1882年10月、早稲田の地に東京専門学校(現早稲田大学)が設立されました。
創設者は前年、「明治十四年の政変」で下野した大隈重信です。
明治十四年の政変とは
当時、参議という職を務めていた大隈でしたが、
国会の開設や憲法の制定に関して急進的な意見を持っていたため、
伊藤博文らに睨まれていました。
そして大隈は北海道開拓使官有物払下げ事件※に関係していたと決めつけられ、
免官されてしまいます。
開拓使長官を務めていた黒田清隆が、総額1,500万円にのぼる官有物をわずか38万円などの有利な条件で五代友厚らの経営する関西貿易社に払い下げようとした事件のこと。
失脚した大隈がまず取りかったのが、立憲改進党※の結成でした。
明治十四年の政変でともに下野した官僚などを中心に結成された、二院制・イギリス流立憲君主制を主張する政党です。
そして日本が西洋列強と肩を並べるためには国民への教育が必要であると考え、
東京専門学校をつくったのです。
大隈の別邸が東京府南豊島郡早稲田村にあったため、早稲田がその開校地に選ばれました。
政党と学校、一見関係のないように見えますが、
いずれも立憲国家を目指すという大隈の構想の中にあったようです。
西南戦争も関係していた?政府からの監視・妨害
こうして設立された東京専門学校でしたが、
当初は立憲改進党系の学校とみなされ、政府による監視が厳しかったようです。
大隈は前年に政界から追放されたばかり。
そこで大隈が政党の党員を育てるための学校なのではないか? と疑念を持たれたのです。

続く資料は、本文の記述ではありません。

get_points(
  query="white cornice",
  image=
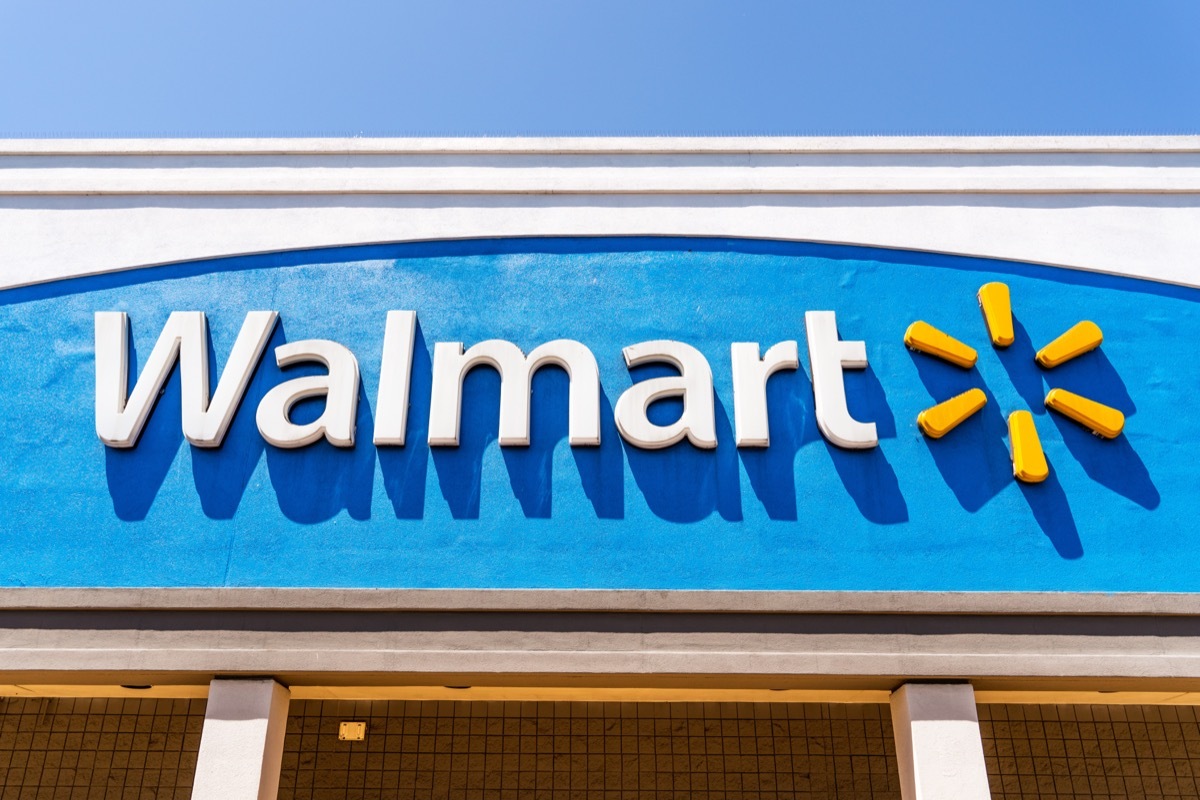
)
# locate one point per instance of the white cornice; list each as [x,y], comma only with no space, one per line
[1123,205]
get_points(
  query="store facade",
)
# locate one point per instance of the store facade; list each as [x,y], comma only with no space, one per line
[600,468]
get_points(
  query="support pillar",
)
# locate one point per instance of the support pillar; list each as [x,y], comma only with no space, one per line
[241,745]
[939,749]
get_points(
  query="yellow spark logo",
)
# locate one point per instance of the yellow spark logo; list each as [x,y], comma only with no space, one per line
[1029,461]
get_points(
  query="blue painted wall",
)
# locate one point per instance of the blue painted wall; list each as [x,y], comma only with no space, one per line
[913,513]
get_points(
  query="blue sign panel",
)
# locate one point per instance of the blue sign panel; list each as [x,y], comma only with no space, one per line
[911,513]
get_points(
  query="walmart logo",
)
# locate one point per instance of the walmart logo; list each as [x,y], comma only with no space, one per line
[1029,459]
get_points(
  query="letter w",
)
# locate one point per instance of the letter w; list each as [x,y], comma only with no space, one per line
[120,419]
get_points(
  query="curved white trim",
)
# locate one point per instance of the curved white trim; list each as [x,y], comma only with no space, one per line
[1123,205]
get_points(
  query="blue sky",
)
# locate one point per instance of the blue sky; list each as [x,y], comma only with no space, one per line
[467,67]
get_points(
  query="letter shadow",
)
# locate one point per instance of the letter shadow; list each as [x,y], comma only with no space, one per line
[315,482]
[460,469]
[532,469]
[405,469]
[603,469]
[1113,463]
[868,476]
[221,474]
[973,457]
[791,423]
[684,482]
[1019,361]
[136,474]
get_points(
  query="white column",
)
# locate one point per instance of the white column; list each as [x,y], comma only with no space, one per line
[939,749]
[241,746]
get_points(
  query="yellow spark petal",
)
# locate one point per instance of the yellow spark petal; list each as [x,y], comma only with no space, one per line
[997,312]
[1029,462]
[1083,337]
[1097,417]
[939,420]
[924,337]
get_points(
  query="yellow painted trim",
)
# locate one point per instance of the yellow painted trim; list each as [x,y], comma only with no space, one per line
[1081,337]
[589,695]
[925,338]
[612,695]
[1099,419]
[1029,461]
[1090,698]
[195,691]
[939,420]
[997,312]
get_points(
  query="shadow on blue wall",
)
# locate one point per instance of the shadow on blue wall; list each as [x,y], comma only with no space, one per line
[972,458]
[1113,463]
[868,476]
[1023,368]
[603,469]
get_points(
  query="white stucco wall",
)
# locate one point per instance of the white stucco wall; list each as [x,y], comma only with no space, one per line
[1127,205]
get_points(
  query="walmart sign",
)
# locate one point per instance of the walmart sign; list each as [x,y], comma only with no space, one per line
[601,413]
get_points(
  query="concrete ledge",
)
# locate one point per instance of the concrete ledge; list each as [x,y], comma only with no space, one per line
[604,600]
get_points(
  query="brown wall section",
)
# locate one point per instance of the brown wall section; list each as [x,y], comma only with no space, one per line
[84,749]
[591,751]
[1099,752]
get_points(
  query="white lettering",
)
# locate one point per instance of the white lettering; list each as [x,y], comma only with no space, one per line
[750,374]
[451,365]
[395,374]
[694,384]
[340,386]
[184,338]
[828,356]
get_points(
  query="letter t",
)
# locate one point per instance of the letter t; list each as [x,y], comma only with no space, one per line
[828,356]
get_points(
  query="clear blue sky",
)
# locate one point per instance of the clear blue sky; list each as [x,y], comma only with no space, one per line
[471,67]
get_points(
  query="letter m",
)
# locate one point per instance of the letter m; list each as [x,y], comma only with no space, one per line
[451,365]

さらに、東京専門学校設立の5年前には西南戦争が起きています。
西南戦争は、西郷隆盛が下野してつくった私学校の生徒たちにより、
西郷が担ぎ上げられて勃発した戦い。
政府が目を光らせるのも、無理はありませんよね。
警戒された東京専門学校は、銀行からの融資を妨害されたこともあったようです。
そこで高利貸しから借金をするなどして乗り切ったそうですが、
そんな大隈を支えていたメンバーの中には慶応義塾出身者もいました。
現在は早稲田のライバルとされる慶応ですが、本当は助けてもらっていたんですね。
また慶應義塾の経営がうまくいかなくなったときには、
大隈が政府に援助を働きかけたりもしています。
「学問の独立」を証明するために
東京専門学校の開校式には福沢諭吉の姿がありましたが、
肝心な創立者・大隈重信はいませんでした。
代わりに大隈のブレーンとして有名な小野梓が演説を行い、「学問の独立」を宣言。
大隈は政治家である自らが開校式に出席しないことで、
学問を政治権力から切り離すことを示したと考えられます。
創立15年目にして早稲田で初めての演説を行い、政界引退後、
創立25年目にしてやっと早稲田大学総長に就任したほどです。
できるだけ距離を取り続けていたことがわかります。
早稲田の建学の精神「学問の独立」を、創立者自らが証明したということです。
きょうのまとめ
今回は大隈重信と早稲田大学の創立に関してご紹介しましたが、いかがでしたでしょうか。
② 東京専門学校は政府から監視されていた
③ 大隈は開校式に欠席することで「学問の独立」を
こちらのサイトでは、他にも大隈重信にまつわる記事をわかりやすく書いています。
ご興味をお持ちの方は、ぜひご覧になってくださいね!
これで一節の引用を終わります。